The Chennai-based Nichi-in Centre for Regenerative Medicine (NCRM) and their Japanese collaborators have received Japanese patent for nanotechnology based corneal endothelial precursor cell transplantation (CEPCT) methodology.
This patent, when licensed to interested institutes, will help large number of patients suffering from standalone corneal endothelial diseases, said Yoshio Morozumi, chairman of Nichi-In from Tokyo, Japan.
“Our finding gives a new hope to such patients, as it is now considered that there is no treatment available for regenerating the damaged corneal endothelial cells, except to do a corneal transplantation either fully or partially, which again is marred by the shortage of donor-corneas,” he added.

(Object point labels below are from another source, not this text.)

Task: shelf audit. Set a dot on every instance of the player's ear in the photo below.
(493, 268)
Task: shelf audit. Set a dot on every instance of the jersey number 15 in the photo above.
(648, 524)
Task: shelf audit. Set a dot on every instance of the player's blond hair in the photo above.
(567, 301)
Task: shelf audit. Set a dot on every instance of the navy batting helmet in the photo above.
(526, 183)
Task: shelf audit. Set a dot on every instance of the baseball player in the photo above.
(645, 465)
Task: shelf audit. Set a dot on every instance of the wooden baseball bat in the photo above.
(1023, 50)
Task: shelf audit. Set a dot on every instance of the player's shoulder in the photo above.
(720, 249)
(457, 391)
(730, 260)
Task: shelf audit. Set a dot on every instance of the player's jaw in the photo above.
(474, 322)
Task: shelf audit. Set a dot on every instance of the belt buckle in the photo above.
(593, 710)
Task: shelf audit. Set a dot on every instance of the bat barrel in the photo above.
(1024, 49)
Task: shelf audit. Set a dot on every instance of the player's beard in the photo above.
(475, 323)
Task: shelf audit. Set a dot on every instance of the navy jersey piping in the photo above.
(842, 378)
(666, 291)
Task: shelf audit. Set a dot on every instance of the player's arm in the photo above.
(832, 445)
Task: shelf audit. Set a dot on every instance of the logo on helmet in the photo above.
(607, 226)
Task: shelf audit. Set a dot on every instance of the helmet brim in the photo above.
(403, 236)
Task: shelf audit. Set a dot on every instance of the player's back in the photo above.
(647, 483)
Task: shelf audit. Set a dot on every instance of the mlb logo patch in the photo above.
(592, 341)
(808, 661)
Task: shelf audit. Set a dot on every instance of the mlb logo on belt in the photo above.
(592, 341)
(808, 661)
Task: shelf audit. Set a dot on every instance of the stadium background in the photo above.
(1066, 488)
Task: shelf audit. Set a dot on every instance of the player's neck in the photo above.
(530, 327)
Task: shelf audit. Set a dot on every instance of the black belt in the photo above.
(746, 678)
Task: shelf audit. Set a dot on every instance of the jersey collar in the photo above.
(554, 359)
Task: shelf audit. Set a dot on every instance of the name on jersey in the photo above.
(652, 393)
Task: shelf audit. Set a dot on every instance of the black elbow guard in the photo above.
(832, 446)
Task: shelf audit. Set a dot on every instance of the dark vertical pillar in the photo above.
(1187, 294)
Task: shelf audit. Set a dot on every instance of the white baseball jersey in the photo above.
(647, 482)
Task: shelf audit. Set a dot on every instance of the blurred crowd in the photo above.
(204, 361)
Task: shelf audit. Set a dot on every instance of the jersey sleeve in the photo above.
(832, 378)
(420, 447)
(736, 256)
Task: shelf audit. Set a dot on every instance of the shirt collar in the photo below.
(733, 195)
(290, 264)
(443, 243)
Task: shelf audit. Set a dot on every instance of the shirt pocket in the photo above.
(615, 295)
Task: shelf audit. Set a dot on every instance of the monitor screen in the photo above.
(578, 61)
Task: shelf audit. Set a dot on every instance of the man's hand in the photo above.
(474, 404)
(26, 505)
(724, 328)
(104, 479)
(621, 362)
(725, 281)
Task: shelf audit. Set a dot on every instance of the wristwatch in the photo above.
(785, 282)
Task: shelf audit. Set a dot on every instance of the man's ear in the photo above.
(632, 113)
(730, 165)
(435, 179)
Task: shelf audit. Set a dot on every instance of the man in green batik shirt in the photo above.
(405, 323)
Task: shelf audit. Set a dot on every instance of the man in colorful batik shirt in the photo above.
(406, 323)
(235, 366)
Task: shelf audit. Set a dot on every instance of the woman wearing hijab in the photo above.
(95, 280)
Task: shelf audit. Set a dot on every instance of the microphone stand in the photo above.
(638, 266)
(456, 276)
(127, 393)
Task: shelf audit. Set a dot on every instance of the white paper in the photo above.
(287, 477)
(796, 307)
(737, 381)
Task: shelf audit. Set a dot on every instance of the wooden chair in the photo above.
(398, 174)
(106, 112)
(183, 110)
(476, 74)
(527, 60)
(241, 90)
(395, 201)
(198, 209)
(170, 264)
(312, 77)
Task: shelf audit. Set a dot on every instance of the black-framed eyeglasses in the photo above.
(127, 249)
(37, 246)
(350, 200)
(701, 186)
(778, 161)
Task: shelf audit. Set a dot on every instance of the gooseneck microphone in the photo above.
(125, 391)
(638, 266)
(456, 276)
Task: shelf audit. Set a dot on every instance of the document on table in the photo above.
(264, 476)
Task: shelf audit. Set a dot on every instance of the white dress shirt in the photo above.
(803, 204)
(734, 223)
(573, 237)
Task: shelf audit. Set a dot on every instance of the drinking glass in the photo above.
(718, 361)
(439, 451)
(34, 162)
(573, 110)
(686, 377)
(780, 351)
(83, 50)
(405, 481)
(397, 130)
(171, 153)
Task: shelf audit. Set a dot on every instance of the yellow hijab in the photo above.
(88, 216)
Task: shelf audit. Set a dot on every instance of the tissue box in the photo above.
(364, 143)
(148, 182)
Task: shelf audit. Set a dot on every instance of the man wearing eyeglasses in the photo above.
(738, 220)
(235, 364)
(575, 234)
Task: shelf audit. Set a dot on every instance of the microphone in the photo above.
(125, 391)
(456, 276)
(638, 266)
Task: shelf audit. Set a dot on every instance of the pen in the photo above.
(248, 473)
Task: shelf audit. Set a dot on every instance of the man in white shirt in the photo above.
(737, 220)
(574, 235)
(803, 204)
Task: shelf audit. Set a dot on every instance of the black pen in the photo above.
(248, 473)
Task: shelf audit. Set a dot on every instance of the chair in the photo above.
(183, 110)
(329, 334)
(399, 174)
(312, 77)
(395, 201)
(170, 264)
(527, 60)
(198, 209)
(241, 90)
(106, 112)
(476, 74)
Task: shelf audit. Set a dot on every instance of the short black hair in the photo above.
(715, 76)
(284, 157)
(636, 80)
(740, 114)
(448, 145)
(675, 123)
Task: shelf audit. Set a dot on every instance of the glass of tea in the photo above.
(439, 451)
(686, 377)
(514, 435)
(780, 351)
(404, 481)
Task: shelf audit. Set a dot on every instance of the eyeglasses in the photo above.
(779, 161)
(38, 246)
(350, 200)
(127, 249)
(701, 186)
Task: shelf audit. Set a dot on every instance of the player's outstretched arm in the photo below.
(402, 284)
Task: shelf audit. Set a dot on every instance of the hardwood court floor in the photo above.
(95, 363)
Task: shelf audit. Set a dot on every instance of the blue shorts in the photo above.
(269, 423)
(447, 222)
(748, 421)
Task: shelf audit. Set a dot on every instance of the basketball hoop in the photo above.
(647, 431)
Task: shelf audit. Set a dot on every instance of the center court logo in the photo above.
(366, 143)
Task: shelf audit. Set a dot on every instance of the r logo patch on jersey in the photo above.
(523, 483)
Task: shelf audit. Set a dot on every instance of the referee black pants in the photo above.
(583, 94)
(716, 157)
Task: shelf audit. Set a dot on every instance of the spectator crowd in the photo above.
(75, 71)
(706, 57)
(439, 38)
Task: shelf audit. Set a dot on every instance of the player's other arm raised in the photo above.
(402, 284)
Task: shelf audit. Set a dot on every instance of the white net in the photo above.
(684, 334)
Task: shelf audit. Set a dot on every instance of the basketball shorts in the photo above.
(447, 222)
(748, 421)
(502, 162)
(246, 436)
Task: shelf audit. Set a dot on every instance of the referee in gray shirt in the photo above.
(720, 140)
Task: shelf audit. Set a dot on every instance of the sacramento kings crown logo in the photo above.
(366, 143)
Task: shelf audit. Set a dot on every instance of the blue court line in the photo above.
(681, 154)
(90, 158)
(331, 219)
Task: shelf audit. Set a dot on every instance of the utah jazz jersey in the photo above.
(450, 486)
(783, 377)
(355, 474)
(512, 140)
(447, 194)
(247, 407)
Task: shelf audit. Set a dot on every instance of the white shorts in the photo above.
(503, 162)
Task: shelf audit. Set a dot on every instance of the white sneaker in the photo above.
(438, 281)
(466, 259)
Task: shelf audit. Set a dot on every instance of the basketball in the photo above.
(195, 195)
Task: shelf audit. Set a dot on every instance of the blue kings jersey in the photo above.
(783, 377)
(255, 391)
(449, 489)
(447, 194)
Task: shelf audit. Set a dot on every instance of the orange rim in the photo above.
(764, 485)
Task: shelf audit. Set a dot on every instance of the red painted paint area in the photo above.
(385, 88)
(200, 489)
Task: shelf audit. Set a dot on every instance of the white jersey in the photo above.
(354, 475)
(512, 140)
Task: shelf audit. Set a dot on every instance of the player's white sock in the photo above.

Human cornea has five layers among which three are functionally vital. One such layer, the corneal endothelium which is the inner most layer, when damaged, during cataract surgery or other reasons such as aging, physical injury or infection, leads to significant jeopardy of the vision. Almost 50 per cent of the patients, who require a corneal transplant, have standalone corneal endothelial disease, he added.
Corneal endothelium is considered to be one of the most fragile and sensitive tissues in the human body which is very difficult to be cultured outside the body. In the present accomplishment, the Indo-Japan team has not only cultured them in the lab, but were able to transplant the same on to bovine cornea using a nano-composite sheet jointly developed by NCRM along with Prof Kazutoshi Haraguchi, Professor, Biomaterial department, Nihon University, Japan, sources from NCRM informed.
According to NCRM, they are planning to license the technology to interested partners, which after necessary clinical trials, is likely to help thousands of patients all over the world to recover their vision without corneal transplant. In India alone, annually 30000 patients and in Japan around 4000 patients are likely to be helped with this feat.